No documento thaisfernandessampaiodoutorado (páginas 144-148)

Matriz 6: Verbo de Argumento Cindido-lexema

6 CONCLUSÃO

A análise da CAC como uma construção de tópico não é exatamente uma novidade. Vimos que isso já é sugerido em Pontes (1987), e aceito por Cançado (2006) e Perini (2008). Entretanto, nenhum desses autores trabalha especificamente com a CAC. Nesses estudos, a CAC aparece como um elemento de um grande conjunto de construções de tópico do PB. Desse modo, faltava um estudo específico, que lhe garantisse uma descrição adequada, desse conta de suas especificidades sintático-semânticas e analisasse suas condições de uso. Esta é, pois, a lacuna que acreditamos ter preenchido.

Os constructos teóricos da Gramática das Construções permitiram-nos abordar esse fenômeno linguístico de um modo, ao mesmo tempo, abrangente e coeso. Com o olhar filtrado pelas lentes de tais constructos teóricos logramos reconhecer nesse par forma-sentido – absolutamente regular no Português do Brasil – uma Construção de Estrutura Argumental, pragmaticamente motivada, na qual é possível identificar um desencontro sintático-semântico.

Um aspecto relevante da abordagem aqui proposta é o fato de termos voltado nosso olhar para a materialização do fenômeno lingüístico, buscando aliar a introspecção do linguista, inegavelmente valiosa, ao dado de uso, que – apesar de ser apenas a ponta do iceberg – é o que o linguista tem de concreto. Em um momento em que as grandes vertentes de estudos da linguagem parecem convergir para o reconhecimento de que análises de fenômenos lingüísticos devem considerar fatos sobre o uso lingüístico efetivo, apresentamos uma análise construída a partir de dados reais de uso do Português do Brasil.

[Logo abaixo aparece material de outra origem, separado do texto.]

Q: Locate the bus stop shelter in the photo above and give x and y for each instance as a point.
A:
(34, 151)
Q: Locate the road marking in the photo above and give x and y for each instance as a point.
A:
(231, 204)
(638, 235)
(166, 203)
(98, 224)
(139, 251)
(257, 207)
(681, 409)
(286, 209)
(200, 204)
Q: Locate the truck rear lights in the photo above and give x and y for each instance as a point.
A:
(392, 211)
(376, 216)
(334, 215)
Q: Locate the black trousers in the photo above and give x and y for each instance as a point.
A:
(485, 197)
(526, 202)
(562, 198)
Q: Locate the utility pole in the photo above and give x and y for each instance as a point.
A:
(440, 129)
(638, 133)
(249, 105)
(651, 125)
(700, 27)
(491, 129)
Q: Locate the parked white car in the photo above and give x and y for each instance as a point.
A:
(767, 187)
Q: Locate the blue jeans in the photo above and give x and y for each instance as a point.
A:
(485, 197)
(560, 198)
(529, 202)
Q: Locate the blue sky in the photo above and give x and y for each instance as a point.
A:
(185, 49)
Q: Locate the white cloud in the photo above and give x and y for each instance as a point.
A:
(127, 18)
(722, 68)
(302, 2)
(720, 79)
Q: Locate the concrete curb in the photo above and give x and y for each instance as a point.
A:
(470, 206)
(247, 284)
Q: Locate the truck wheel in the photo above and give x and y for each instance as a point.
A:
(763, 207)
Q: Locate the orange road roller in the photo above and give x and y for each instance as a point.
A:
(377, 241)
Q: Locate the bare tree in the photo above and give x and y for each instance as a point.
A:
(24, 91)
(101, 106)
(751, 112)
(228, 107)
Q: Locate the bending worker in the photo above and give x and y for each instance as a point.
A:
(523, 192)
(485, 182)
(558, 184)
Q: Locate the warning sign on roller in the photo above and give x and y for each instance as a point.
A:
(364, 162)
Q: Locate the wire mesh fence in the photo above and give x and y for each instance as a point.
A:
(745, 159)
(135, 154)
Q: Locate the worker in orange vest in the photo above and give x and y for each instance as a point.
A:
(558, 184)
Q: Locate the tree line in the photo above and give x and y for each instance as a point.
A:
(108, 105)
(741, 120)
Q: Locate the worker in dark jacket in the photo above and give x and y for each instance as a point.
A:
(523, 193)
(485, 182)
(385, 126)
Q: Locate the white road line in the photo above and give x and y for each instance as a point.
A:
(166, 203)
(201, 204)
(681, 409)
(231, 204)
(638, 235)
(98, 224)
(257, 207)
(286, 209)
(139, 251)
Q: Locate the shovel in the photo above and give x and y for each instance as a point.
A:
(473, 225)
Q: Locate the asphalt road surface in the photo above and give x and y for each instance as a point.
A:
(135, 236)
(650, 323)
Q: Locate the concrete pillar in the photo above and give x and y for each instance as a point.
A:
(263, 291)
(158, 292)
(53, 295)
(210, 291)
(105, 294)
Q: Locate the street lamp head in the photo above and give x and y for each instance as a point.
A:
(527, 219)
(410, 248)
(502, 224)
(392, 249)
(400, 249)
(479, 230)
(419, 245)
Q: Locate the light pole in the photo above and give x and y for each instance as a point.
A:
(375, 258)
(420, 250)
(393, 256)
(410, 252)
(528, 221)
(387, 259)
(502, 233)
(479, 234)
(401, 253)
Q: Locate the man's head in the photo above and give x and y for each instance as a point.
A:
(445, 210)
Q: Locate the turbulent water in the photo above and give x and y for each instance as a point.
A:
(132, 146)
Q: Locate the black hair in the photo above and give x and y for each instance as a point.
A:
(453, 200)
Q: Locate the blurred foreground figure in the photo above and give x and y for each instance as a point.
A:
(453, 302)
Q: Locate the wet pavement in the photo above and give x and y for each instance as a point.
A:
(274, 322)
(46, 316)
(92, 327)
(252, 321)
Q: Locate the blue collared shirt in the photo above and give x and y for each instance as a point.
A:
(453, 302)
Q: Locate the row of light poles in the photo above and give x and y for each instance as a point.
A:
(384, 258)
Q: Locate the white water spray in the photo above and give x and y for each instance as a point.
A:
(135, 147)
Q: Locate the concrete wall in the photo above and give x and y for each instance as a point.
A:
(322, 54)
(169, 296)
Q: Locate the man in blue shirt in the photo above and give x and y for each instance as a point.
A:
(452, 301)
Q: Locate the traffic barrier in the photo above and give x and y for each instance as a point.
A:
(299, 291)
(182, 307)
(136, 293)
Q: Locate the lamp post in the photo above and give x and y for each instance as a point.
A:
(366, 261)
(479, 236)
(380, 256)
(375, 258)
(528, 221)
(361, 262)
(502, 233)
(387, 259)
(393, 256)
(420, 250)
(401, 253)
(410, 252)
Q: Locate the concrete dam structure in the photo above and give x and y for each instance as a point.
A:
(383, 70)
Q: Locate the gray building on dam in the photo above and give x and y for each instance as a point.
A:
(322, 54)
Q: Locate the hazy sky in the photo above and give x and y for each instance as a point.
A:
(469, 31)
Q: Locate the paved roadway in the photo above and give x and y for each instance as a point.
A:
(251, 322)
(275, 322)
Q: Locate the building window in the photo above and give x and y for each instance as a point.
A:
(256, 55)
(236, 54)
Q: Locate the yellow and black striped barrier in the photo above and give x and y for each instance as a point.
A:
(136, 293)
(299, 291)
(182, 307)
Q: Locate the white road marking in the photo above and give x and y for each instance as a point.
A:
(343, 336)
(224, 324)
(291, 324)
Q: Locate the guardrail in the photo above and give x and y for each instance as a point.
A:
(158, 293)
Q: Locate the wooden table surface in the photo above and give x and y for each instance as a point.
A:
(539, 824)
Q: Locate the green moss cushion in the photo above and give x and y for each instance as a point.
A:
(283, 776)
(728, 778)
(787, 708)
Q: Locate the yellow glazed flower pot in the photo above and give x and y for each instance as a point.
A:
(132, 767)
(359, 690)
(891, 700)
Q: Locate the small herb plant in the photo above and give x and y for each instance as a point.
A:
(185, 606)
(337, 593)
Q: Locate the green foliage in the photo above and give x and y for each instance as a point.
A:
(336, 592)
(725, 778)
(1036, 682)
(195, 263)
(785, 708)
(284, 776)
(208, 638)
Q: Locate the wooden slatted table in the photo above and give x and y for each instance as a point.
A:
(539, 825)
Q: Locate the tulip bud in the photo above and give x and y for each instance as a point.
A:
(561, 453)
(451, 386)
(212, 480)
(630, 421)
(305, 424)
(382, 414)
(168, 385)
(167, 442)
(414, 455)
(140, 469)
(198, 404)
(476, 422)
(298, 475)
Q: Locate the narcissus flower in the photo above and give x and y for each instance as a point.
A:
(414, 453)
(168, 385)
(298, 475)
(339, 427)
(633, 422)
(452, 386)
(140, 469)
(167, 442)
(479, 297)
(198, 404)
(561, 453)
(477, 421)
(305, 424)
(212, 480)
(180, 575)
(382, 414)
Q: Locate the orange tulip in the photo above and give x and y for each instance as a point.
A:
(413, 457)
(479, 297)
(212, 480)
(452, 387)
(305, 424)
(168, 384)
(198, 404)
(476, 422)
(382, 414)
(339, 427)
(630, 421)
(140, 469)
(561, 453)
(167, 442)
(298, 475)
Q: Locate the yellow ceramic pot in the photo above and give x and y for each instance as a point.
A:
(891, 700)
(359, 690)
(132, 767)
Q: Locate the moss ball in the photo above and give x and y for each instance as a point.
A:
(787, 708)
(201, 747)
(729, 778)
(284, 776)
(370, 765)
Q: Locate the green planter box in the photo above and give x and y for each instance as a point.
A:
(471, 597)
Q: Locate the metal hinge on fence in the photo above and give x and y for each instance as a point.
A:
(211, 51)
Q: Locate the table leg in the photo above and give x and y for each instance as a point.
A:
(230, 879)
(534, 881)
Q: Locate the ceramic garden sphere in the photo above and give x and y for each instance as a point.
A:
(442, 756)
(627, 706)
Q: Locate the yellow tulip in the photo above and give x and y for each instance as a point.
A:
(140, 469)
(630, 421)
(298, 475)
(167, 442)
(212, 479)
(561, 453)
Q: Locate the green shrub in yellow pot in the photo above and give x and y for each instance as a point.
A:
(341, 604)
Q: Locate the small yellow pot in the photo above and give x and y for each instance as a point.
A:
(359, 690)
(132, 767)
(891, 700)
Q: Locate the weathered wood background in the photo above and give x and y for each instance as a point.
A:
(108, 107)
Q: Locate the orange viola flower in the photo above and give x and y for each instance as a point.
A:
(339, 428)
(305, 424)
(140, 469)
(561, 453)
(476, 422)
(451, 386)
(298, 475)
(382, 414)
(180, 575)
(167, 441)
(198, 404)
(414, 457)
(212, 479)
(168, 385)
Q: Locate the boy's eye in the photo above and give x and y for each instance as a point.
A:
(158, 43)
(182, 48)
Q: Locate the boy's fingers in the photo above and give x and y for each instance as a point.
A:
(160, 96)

Superada a dificuldade de reunir dados em número expressivo, a conciliação dos pressupostos teóricos assumidos, das hipóteses previamente construídas e dos dados da realidade

da língua em uso não se deu sem grandes confrontos. Em muitos momentos, fomos obrigados a aprofundar nosso embasamento teórico, reformular algumas de nossas hipóteses e lembrar que os dados são como são e não como gostaríamos que fossem. Ao longo do processo de análise, fomos surpreendidos pela produtividade da construção e pela regularidade com que ocorre em determinados contextos de uso. Partindo de um tipo de ocorrência, descobrimos quatro membros de uma família de construções. E, na medida em que o estudo avançava, fomos acumulando evidências de sua motivação pragmática. A análise apresentada foi, pois, resultado de um rico e significativo processo de construção de conhecimento acerca de um conjunto de construções do Português, que se encontrava em grande medida encoberto pelos estudos de descrição da nossa língua.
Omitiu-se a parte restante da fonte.